The Prym-canonical Clifford index
Margherita Lelli-Chiesa, Martina Miseri
TL;DR
This work introduces and studies the Prym-canonical Clifford index $\mathrm{Cliff}_{\eta}(C)$ and its dimension for Prym curves $(C,\eta)$, establishing their basic nonnegativity, sharp upper bound $\left\lfloor\frac{g-1}{2}\right\rfloor$, and a Prym-Clifford-type classification. It proves a relation between $\mathrm{Cliff}_{\eta}$ and the classical Clifford index, and analyzes the $\iota$-invariant Clifford index of the étale double cover $\tilde{C}$, linking Prym data to the gonality of $C$. The paper then classifies Prym curves with low Prym-canonical Clifford index (0,1,2), including a complete account for bielliptic and hyperelliptic cases, and derives precise results for the Prym-canonical dimension in these regimes. For hyperelliptic Prym curves, a Verra-type description of $2$-torsion shows $\mathrm{Cliff}_{\eta}(C)=k-1$ with dimension $(0,0)$, while in general the Prym-canonical Clifford index attains its maximum on a general Prym curve, reflecting a strong link between Prym geometry and syzygies of Prym-canonical models. The findings illuminate how Prym data governs both linear series and the embedding properties of Prym-canonical curves, with implications for understanding Prym-related moduli and syzygetic behavior.
Abstract
We introduce two new invariants of Prym curves, the Prym-canonical Clifford index and the Prym-canonical Clifford dimension.
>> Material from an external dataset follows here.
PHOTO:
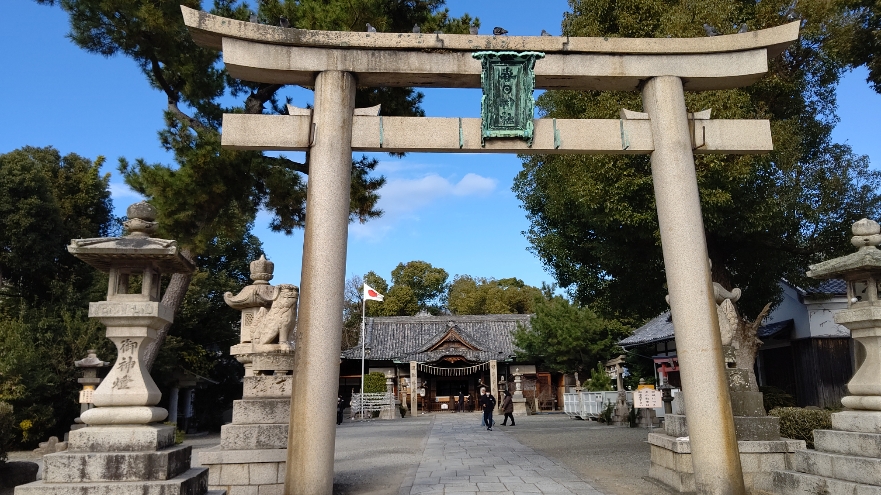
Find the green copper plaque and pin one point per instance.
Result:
(507, 106)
The former is a nonnegative integer (according to Prym-Clifford's theorem), while the latter is a pair of nonnegative ordered integers. We classify Prym curves with Prym-canonical Clifford index equal to 0,1,2. By specialization to hyperelliptic curves, we compute the Prym-canonical Clifford index of a general Prym curve and show that its Prym-canonical Clifford dimension is (0,0).